Team:Berkeley/Project/Automation

From 2012.igem.org

Revision as of 21:08, 3 October 2012 by Tdj (Talk | contribs)

(diff) ← Older revision | Latest revision (diff) | Newer revision → (diff)

We can accommodate libraries of over a million members through our MiCodes design scheme. With a data set this large, we needed to develop methods to make MiCodes a high-throughput screening technique. Because this library utilizes visual phenotypes, two aspects of microscopy needed to be automatable: image acquisition and image processing.

If a MiCode library size is very large, it is important to find a time-efficient method of taking many pictures of yeast cells. This summer we dealt with libraries on the order of 10^3 members, and our images were taken with a regular fluorescence microscope. Larger libraries would most likely make use of automated stages to speed up image acquisition.

The segmentation of cells from an image allows for cell-by-cell analysis in downstream steps. In order to perform such analyses, we wrote cell segmentation software using MATLAB. to recognize an individual cell from its background. We first used edge detection with the Sobel operator and several filtering options to approximate possible cell outlines in the image. Then we performed a series of dilation and erosion steps to clear background pixels. We also added an additional filtering routine to refine the overall cell segmentation algorithm. This refining algorithm uses several geometric criteria, which we collected through testing of approximately 400 sample images. Our cell identification (cellID) file can be downloaded here.

On the left we see the original image that requires cell segmentation. On the right we have the
processed image where each cell has been identified as a separate object.

The cellID program is currently optimized for identifying yeast cells and works best for images in which cell clumping is at a minimum. We avoided cell clumping by experimentally altering the cell density of the samples we imaged. Overall, we have seen a successful identification rate of 96 percent for images we have tested. Images of each individual cell were generated, as shown below, and saved at the end of this process for use with downstream analysis. These saved images have several uses. For example, the cell images can be converted into a binary mask to sort out the organelles of a cell for several fluorescent channels. The number of images generated can also be used to count the number of cells identified from a certain population.

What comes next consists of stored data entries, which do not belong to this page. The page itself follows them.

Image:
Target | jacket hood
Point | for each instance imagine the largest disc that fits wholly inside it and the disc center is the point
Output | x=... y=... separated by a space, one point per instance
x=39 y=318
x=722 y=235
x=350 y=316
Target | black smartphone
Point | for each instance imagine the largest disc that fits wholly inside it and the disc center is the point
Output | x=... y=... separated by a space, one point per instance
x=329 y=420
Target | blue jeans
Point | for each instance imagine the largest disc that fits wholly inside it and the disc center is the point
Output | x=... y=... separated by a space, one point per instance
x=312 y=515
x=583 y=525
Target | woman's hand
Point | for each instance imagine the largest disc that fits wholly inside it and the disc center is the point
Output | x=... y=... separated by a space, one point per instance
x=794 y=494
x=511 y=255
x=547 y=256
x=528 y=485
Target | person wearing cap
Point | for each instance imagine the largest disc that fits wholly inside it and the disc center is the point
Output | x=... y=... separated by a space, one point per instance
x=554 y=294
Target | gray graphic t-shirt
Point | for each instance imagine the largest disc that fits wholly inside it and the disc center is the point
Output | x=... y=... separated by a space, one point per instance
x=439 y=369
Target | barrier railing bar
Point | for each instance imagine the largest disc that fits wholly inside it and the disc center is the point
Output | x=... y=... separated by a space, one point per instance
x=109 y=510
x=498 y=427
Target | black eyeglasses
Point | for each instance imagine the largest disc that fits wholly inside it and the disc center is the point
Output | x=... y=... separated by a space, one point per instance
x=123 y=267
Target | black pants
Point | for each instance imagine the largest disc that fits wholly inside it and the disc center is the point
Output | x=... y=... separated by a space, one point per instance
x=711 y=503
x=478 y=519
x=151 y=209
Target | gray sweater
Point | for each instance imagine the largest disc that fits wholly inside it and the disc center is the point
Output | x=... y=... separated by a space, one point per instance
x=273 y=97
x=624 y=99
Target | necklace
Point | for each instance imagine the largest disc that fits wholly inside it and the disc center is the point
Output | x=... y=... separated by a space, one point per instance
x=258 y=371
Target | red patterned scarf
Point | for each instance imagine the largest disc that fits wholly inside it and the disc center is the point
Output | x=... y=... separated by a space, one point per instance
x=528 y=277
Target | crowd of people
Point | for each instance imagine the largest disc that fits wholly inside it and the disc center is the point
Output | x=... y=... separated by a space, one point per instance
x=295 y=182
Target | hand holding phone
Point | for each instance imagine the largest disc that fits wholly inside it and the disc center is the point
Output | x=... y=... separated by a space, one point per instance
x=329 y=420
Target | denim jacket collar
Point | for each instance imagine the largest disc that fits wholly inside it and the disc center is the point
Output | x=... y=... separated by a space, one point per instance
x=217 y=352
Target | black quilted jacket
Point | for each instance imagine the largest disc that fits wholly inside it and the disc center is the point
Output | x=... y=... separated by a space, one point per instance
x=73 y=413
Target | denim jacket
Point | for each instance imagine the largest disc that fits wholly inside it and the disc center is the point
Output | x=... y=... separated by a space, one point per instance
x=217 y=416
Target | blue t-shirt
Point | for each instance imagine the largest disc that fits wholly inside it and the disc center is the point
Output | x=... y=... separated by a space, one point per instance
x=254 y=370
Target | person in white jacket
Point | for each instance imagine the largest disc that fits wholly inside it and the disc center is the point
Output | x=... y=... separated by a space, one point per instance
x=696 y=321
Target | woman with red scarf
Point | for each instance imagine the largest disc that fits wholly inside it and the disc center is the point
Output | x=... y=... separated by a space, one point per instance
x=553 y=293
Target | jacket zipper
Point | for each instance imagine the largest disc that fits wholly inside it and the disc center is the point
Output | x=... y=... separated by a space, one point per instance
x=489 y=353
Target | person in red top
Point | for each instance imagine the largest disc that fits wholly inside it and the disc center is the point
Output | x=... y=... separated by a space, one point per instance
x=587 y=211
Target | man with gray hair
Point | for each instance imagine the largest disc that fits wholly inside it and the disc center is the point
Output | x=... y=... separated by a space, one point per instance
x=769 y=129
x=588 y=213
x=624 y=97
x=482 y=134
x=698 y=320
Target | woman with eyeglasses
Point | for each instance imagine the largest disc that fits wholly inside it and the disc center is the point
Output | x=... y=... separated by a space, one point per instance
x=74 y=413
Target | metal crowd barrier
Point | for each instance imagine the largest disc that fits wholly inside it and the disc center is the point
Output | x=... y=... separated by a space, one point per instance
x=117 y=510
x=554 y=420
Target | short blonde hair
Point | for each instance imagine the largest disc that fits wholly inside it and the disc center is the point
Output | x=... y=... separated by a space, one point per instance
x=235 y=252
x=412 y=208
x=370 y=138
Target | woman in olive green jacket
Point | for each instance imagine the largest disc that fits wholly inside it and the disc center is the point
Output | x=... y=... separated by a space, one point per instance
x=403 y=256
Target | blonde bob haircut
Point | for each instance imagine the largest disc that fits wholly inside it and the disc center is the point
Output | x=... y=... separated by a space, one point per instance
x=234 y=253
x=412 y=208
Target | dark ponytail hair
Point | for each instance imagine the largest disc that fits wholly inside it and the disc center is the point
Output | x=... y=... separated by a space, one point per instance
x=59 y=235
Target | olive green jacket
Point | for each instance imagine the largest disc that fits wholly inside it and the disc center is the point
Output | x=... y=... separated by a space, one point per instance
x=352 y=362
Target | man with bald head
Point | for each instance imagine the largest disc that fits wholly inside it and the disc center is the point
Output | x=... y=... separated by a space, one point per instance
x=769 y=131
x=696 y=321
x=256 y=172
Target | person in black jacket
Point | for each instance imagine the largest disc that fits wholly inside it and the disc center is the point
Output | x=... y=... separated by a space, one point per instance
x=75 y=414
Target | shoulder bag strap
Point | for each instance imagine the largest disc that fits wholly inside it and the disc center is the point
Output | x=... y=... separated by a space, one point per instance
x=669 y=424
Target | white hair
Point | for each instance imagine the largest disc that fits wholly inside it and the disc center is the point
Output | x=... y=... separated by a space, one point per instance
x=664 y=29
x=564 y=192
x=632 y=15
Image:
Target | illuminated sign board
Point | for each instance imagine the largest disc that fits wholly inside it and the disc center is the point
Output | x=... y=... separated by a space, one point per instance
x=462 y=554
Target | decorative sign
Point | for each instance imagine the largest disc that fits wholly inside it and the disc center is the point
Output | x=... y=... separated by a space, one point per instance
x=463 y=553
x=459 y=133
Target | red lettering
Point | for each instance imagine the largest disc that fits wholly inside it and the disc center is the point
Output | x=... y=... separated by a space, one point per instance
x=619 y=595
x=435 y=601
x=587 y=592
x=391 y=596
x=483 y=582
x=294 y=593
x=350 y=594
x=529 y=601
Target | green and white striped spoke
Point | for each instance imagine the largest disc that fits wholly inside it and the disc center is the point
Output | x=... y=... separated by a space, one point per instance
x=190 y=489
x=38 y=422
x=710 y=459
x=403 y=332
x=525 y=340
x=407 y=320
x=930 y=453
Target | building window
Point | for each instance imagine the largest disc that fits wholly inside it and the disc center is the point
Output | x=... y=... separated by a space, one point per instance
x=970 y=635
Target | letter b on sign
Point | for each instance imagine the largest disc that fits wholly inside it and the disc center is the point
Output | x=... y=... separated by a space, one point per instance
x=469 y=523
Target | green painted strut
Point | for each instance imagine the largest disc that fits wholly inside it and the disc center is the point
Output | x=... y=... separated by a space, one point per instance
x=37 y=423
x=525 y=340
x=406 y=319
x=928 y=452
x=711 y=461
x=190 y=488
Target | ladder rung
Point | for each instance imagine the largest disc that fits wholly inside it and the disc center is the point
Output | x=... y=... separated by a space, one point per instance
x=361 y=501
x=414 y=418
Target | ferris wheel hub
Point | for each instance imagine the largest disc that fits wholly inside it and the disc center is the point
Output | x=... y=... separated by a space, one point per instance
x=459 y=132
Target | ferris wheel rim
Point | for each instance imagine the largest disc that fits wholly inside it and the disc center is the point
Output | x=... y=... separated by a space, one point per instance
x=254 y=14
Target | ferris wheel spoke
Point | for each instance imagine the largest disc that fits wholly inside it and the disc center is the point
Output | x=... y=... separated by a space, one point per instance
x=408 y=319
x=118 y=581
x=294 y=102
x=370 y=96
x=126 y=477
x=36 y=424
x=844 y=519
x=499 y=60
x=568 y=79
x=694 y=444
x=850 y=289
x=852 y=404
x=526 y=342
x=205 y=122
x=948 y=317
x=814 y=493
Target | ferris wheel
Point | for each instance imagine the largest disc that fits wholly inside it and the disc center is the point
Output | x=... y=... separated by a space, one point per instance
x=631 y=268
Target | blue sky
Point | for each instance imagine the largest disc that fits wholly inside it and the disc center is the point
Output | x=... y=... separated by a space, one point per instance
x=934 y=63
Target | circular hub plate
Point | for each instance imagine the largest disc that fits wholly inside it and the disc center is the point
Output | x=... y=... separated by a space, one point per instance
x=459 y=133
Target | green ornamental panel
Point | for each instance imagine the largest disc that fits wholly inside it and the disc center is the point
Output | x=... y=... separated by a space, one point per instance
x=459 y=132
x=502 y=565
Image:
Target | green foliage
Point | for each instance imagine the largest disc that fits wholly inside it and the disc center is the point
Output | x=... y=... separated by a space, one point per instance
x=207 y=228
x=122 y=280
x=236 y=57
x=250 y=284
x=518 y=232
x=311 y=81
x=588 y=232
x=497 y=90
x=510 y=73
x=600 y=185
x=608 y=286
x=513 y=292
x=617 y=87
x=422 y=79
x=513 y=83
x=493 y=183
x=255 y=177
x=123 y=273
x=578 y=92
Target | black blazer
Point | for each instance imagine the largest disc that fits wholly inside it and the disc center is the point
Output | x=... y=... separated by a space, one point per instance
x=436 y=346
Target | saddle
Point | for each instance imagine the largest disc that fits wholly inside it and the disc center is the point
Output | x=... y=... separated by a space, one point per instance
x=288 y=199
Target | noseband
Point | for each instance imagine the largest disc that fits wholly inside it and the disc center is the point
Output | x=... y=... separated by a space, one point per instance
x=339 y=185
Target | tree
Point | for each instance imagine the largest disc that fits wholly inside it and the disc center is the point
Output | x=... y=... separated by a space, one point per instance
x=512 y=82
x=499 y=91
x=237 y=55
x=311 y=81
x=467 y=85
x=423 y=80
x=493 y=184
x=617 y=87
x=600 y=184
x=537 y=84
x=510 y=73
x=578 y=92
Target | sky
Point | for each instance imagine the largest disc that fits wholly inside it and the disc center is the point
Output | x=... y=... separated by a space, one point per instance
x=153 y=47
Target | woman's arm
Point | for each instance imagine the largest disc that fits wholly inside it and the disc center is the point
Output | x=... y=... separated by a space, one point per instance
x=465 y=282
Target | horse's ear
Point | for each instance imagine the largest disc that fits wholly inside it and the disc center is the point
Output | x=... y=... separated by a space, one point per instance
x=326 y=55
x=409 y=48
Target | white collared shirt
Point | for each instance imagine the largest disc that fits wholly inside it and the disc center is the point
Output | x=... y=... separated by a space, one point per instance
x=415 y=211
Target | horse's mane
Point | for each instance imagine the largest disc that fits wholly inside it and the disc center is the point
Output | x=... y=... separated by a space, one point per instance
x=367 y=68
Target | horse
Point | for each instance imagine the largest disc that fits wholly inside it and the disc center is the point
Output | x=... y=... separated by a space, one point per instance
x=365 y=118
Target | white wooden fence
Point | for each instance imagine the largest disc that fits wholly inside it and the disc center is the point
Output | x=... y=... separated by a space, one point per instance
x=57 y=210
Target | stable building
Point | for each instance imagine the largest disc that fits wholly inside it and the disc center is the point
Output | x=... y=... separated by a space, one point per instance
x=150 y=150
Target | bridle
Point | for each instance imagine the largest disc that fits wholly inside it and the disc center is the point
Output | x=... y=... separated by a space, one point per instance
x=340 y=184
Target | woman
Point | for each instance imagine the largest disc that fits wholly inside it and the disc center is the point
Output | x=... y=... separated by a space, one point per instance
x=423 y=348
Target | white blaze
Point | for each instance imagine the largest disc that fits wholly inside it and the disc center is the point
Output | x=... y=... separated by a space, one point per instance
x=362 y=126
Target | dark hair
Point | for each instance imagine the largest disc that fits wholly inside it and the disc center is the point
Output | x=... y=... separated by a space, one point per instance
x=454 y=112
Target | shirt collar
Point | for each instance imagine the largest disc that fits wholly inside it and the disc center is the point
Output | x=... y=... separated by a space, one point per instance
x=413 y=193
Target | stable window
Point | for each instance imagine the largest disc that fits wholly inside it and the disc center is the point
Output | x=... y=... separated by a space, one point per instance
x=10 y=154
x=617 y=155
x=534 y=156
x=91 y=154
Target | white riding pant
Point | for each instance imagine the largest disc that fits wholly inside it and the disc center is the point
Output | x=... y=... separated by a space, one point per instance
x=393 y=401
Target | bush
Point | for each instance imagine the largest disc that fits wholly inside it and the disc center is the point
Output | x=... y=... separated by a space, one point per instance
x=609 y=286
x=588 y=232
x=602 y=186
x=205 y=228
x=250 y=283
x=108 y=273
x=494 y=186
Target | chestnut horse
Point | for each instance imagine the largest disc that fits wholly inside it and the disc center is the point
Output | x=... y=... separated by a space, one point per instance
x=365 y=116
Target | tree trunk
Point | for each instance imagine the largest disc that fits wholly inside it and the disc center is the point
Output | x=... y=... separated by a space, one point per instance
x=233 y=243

An essential portion of automation is determining morphological features. In the context of organelle detection, we developed pipelines to collect geometric measurements characteristic of each organelle (actin, cell periphery, vacuolar membrane, and nucleus), and defined specific measurements and cutoff values as our feature set for each organelle.

To achieve this, we imaged a small sample size of about 100 cells with varying phenotypes, and determined feature sets associated with each of the four organelles. We used CellProfiler 2.0, an open-source software designed for quantitative analysis of cellular phenotypes. We used this software to build pipelines that demonstrate the feasibility of automated identification of cellular phenotypes. The nucleus and actin MiCodes identification pipelines can be viewed here, in .cp format (for CellProfiler 2.0).

Pipeline procedure:
1. Separate cell image into its constituent fluorescent channels. Convert cells to grayscale.

2. Circle and identify blobs of high intensity pixels. These become unspecific "objects", that are converted to a psuedocolor image.

To identify "interesting" pixels, we performed a Robust Background Adaptive threshold operation, which is a threshold technique available in CellProfiler. We found that this method is most effective in high background images, which is often the case when analyzing subcellular phenotypes over cytosolic background.

3. Determine the features associated with each "object." We took measurements of geometric properties of a sample size of about 100 cells, and selected our geometric properties through inspection of these measurements. We came up with the following feature types:

Geometric Property	Description
Area	The area occupied by a blob of pixels.
Perimeter	The total number of pixels around the boundary of a blob.
Form Factor	How circular an object is. Calculated as (4piarea)/(perimeter)^2.

To better refine the organelle detection, we also intend to analyze the following additional properties to improve the classification:

Geometric Property	Description
Solidity	Area/Convex Area, or how "solid" a blob is.
Eccentricity	Ratio of the distance between foci of an ellipse and its major axis length.

4. Use the measurements taken to classify each "object" as a particular organelle.

Results: Our software proved capable of successfully identifying MiCoded nuclei 95% of the time when processing our sample image size. In the future, with a large, already-constructed dataset (a complete MiCode library), we would likely employ machine learning techniques to improve the automated identification.